Q5.2 — Trust-boundary reasoning
A user claims: "I use a VPN, so my bank sees my VPN's IP and my ISP and the VPN provider can't read anything — I'm fully anonymous and fully secure." Identify every false clause and give the correct trust model.
Recall Solution
- "My ISP can't read anything" — partly true: the ISP sees only encrypted VPN traffic to the gateway, so this clause is OK for content, though the ISP still sees you use a VPN and the traffic volume.
- "The VPN provider can't read anything" — false. Traffic is decrypted at the VPN server; beyond it the packets exit toward the bank in whatever form the inner protocol dictates. The provider is now the party who sees your traffic. Only end-to-end TLS (HTTPS) keeps the content hidden from the provider too.
- "Fully anonymous" — false. The bank still authenticates you (login, cookies). A VPN changes which IP appears and who you must trust, not who you are. Correct model: a VPN shifts the trust boundary from your ISP/local network to the VPN provider, and encrypts only up to the VPN server. Anonymity and end-to-end secrecy are separate properties provided by other tools.
Q5.3 — Symmetric-NAT edge case
Both peers are behind symmetric NAT and the TURN server is unreachable (blocked).

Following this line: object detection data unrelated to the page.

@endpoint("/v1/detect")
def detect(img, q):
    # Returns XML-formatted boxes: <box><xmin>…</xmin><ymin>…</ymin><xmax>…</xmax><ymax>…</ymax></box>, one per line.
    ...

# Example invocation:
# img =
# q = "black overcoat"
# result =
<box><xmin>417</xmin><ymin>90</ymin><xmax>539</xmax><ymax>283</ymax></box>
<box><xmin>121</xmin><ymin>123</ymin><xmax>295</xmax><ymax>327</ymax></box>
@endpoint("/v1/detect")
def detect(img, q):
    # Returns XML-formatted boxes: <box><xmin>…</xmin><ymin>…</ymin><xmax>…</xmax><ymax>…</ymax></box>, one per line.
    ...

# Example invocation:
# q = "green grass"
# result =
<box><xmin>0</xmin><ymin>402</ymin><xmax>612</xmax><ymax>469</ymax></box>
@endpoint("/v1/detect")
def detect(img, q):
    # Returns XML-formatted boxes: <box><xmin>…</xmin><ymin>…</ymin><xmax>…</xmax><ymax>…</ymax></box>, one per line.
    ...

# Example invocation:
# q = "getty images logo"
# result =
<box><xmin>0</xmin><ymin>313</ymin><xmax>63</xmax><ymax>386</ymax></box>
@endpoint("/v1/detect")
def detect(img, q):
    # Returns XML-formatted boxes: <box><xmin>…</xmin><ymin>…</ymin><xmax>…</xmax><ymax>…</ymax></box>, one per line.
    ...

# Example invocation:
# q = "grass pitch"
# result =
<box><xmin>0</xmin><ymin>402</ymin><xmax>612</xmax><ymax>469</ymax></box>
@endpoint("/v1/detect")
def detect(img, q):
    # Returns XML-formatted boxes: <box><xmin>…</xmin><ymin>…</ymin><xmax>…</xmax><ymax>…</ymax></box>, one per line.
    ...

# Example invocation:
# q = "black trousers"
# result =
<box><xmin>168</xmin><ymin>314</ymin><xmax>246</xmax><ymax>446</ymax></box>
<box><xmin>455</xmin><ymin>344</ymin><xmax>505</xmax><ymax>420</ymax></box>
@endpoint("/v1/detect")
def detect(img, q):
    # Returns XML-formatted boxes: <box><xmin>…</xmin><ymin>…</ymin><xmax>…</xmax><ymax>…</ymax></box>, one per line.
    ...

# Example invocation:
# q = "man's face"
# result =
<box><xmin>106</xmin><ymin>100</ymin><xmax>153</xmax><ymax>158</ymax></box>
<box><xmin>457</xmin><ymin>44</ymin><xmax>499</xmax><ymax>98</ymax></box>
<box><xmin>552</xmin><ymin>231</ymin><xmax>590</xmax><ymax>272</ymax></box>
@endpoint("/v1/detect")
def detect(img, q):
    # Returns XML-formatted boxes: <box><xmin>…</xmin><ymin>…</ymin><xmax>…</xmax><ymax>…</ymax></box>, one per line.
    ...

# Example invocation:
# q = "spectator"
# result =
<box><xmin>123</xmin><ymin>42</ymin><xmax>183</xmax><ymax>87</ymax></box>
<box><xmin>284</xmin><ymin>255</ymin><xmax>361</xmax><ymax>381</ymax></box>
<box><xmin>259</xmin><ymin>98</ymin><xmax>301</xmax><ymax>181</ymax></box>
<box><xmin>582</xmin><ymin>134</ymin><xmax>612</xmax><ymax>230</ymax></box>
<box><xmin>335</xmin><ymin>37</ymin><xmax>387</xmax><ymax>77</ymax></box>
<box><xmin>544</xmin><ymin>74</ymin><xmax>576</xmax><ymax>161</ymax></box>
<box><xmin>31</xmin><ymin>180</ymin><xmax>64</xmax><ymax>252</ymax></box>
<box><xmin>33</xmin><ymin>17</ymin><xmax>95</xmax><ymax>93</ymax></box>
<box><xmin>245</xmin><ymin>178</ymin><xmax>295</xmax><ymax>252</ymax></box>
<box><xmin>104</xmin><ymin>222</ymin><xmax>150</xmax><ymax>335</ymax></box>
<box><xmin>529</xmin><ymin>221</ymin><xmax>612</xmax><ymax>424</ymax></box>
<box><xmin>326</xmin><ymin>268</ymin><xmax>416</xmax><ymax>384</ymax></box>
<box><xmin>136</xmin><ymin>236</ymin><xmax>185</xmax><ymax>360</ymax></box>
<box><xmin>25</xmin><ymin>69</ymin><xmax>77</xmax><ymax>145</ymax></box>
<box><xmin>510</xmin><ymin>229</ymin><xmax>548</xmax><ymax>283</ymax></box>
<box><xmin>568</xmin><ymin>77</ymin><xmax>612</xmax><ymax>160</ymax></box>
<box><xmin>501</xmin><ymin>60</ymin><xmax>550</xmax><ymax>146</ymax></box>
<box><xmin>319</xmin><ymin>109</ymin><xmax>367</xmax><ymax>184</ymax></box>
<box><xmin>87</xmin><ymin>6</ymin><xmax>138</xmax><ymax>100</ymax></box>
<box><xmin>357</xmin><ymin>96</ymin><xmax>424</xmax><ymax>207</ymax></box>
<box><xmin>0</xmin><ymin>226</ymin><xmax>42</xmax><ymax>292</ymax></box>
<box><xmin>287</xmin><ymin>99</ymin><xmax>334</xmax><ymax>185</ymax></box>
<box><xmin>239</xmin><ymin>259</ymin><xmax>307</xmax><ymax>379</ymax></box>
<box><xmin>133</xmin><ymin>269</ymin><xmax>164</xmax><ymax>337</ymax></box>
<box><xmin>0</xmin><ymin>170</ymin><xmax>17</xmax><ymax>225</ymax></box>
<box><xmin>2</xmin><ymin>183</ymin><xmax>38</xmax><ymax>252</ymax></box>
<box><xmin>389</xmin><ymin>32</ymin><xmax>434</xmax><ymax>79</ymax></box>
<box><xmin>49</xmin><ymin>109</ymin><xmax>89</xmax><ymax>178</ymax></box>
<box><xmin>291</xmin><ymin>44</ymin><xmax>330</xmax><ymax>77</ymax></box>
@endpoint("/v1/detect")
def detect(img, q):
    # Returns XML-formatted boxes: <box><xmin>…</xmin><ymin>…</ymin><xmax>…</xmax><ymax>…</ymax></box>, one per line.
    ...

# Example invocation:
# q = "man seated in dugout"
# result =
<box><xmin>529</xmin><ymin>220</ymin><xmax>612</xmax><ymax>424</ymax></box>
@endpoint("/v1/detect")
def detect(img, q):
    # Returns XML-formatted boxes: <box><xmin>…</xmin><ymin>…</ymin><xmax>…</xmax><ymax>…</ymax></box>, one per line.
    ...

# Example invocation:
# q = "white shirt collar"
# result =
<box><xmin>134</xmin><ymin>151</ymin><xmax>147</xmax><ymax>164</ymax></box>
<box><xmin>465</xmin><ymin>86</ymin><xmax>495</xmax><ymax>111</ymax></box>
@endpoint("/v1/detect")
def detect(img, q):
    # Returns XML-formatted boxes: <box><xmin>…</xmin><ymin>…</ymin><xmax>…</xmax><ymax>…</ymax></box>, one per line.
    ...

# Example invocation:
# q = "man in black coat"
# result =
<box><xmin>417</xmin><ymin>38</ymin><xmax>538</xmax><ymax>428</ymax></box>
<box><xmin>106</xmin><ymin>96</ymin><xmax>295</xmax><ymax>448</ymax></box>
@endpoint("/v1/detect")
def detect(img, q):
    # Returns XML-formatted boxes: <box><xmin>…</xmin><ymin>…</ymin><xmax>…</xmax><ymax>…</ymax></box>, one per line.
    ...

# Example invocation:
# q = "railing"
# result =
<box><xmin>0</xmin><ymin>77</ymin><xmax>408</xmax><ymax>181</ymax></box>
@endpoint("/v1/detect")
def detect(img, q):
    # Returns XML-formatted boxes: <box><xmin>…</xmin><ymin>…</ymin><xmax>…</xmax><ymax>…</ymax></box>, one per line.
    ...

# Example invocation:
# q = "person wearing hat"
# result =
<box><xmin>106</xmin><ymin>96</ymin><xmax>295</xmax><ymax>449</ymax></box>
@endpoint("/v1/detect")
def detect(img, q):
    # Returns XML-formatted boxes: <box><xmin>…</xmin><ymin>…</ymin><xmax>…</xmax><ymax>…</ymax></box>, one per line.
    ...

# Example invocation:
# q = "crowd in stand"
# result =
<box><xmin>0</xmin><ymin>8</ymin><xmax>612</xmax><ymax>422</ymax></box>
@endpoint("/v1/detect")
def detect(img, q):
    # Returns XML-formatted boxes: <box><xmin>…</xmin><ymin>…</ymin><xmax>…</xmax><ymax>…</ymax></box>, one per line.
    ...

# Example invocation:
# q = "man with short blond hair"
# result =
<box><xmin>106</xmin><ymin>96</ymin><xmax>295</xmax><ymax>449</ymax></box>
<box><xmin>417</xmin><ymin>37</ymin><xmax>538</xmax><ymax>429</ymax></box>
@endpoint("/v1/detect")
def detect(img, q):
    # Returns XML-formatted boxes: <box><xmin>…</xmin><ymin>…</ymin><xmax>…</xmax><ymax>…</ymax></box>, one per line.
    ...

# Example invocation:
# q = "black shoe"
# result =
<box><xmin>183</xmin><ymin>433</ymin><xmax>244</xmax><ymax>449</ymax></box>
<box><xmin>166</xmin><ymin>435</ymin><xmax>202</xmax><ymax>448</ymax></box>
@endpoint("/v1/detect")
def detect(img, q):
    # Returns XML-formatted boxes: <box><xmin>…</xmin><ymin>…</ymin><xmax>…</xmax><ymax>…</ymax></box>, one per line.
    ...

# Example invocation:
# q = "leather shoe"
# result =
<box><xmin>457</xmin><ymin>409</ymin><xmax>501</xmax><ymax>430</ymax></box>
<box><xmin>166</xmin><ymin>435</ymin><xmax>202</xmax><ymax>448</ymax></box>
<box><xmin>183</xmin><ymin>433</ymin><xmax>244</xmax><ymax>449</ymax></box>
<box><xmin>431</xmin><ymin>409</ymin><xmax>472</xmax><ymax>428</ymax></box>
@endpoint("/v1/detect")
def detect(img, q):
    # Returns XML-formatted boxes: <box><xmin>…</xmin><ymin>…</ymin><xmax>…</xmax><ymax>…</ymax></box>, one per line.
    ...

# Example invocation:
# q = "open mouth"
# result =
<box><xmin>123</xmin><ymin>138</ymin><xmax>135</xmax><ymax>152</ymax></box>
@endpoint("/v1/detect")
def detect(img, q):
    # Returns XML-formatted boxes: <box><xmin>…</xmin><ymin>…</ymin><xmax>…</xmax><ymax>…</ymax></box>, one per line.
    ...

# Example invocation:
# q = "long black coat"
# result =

Enumerate what ICE can still try, and state the honest outcome.
Recall Solution
- host × host candidate pair — only works if both are on the same LAN (not the case for two remote users).
- server-reflexive candidates — useless here: symmetric NAT gives a new port per destination, so the STUN-learned port doesn't apply to the peer path.
- peer-reflexive candidates — symmetric NAT keeps changing the mapping per destination, so even the runtime-discovered address on one check need not survive to the next; unreliable here.
- relayed candidates — the intended fallback, but TURN is blocked, so unavailable. Honest outcome: connection fails. With symmetric NAT on both ends and no working relay, ICE has exhausted its options. This is the textbook scenario where NAT traversal cannot succeed — the only fixes are outside ICE (e.g. Port forwarding / static mapping on one side, IPv6 with a global address, or a reachable relay).
Recall Feynman: the whole page in one breath
NAT hides you, so an outsider can't knock. STUN tells you the address the world sees; if that's stable, you and a friend knock at the same instant (hole punching) and both doors open. If your NAT changes its port for every friend (symmetric), you give up and route through a helper (TURN). Every wrapper you add — tunnel, VPN, nested tunnel — steals bytes from your packet, so you must shrink the packet (lower MSS) to keep it from being too fat to pass. And a VPN doesn't make you invisible; it just changes who you have to trust with your secrets.